I tried disabling/enabling the wireless connection, I disabled the adapter in Device Manager, and I also physically turned the wireless switch off and on. Again, same result. It finds the network, connects to it, gets an IP, but... nothing more.

I also ran WinsockXP Fix, but that didn't fix it.

Additionally, I updated the Intel 2200BG drivers, I tried reverting back to older drivers, I looked in the device settings for anything to do with power management (but couldn't find anything as far as it powering down the adapter upon hibernation or anything like that). I also looked through my BIOS settings to see if there were any such settings, but I didn't find anything related to my wireless network adapter. Finally, I disabled the Windows Firewall, just to be sure.

So I'm lost! I don't understand how the computer can see the wireless network, connect to it, get an IP address, and yet not be able to ping the router anymore or log on to the Internet! It is definitely caused by hibernating or going on standby, and it's always fixed by rebooting, so it's certainly not a permanent problem.

If anybody has any ideas, I would love to hear them! This is pretty maddening, as I love to use standby and hibernate, but it's real frustrating to lose your wireless connection upon resuming.

Thanks for any help you can offer!

Luke


----------



## TerryNet (Mar 23, 2005)

I have a Dell laptop with the same wireless adapter. Sometimes when I come out of hibernation the wireless connection works and sometimes not. If I don't want to take the chance of having to reboot I switch the wireless off before hibernating. I've never used Standby on that computer.

When Standby or hibernation don't work as desired I just don't use them. There are other issues I'd rather fight.

Try the trick of switching the wireless off or disabling the connection; you're not likely to find a real solution.


----------



## imekul (Oct 14, 2007)

That's a good idea.

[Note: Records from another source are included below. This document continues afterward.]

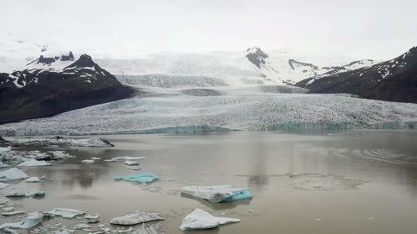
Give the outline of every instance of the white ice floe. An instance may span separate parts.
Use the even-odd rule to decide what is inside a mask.
[[[85,213],[81,211],[78,211],[74,209],[66,209],[66,208],[55,208],[50,211],[44,212],[45,214],[53,214],[59,216],[62,216],[64,218],[71,218],[75,217],[77,215],[84,214]]]
[[[2,190],[4,188],[5,188],[7,186],[9,186],[10,185],[8,184],[5,184],[4,183],[0,183],[0,190]]]
[[[35,159],[28,160],[28,161],[24,161],[24,162],[18,164],[19,166],[25,166],[25,167],[44,166],[51,166],[51,165],[52,165],[52,164],[49,164],[49,163],[47,163],[46,161],[37,161]]]
[[[110,223],[128,226],[163,219],[158,216],[158,213],[135,212],[114,218],[110,221]]]
[[[80,229],[85,229],[85,228],[91,228],[91,226],[89,225],[87,225],[86,223],[80,223],[80,224],[77,224],[77,225],[74,226],[74,227],[72,227],[72,229],[80,230]]]
[[[91,159],[86,159],[86,160],[83,160],[81,161],[81,162],[83,164],[94,164],[94,160],[91,160]]]
[[[13,216],[13,215],[22,214],[25,214],[25,211],[16,211],[3,212],[3,213],[1,213],[1,215],[2,216]]]
[[[32,182],[32,183],[37,183],[37,182],[40,182],[40,180],[43,180],[45,179],[45,176],[41,176],[41,177],[30,177],[28,179],[26,179],[25,180],[25,182]]]
[[[128,166],[135,166],[135,165],[139,165],[139,164],[137,161],[124,161],[124,164],[128,165]]]
[[[141,229],[136,231],[137,234],[165,234],[162,225],[155,223],[149,225],[143,223]]]
[[[42,221],[43,214],[34,212],[29,213],[23,220],[18,223],[5,223],[0,226],[0,230],[4,228],[30,228],[39,224]]]
[[[118,156],[118,157],[115,157],[115,158],[112,158],[112,159],[113,160],[128,160],[128,161],[132,161],[132,160],[139,160],[139,159],[146,159],[146,157],[144,156]]]
[[[28,177],[25,173],[16,168],[0,172],[0,181],[21,180]]]
[[[8,152],[11,150],[11,147],[0,147],[0,154],[6,152]]]
[[[6,197],[44,197],[45,195],[45,191],[13,191],[6,195]]]
[[[84,218],[86,219],[97,219],[100,218],[100,214],[89,214],[84,216]]]
[[[240,219],[238,218],[215,217],[201,209],[196,209],[182,219],[180,229],[181,230],[209,229],[221,224],[240,221]]]
[[[226,202],[250,199],[253,195],[247,187],[235,187],[233,185],[185,186],[181,192],[202,198],[210,202]]]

I think I'll try that until I can find a real fix. Thanks for bringing it up!

If anyone else has any input, please feel free to chime in. There's got to be a solution somewhere, I would think.


----------



## 0inxs0 (Feb 22, 2008)

Appears that I started getting same issue after changing my dd-wrt/router from WEP to WPA-Personal? I'm going to try the switch off wireless then hibernate. Sounds like it will work, but not a long term solution. I hope that the WEP > WPA change will get the answer 
I'll post back after testing possible solution above.


----------



## 0inxs0 (Feb 22, 2008)

http://support.microsoft.com/default.aspx?scid=kb;en-us;885293

Article ID	:	885293
Last Review	:	August 29, 2007
Revision	:	2.0

We'll see, their fix in the above article stop/start service Wireless Zero Networking doe not work


----------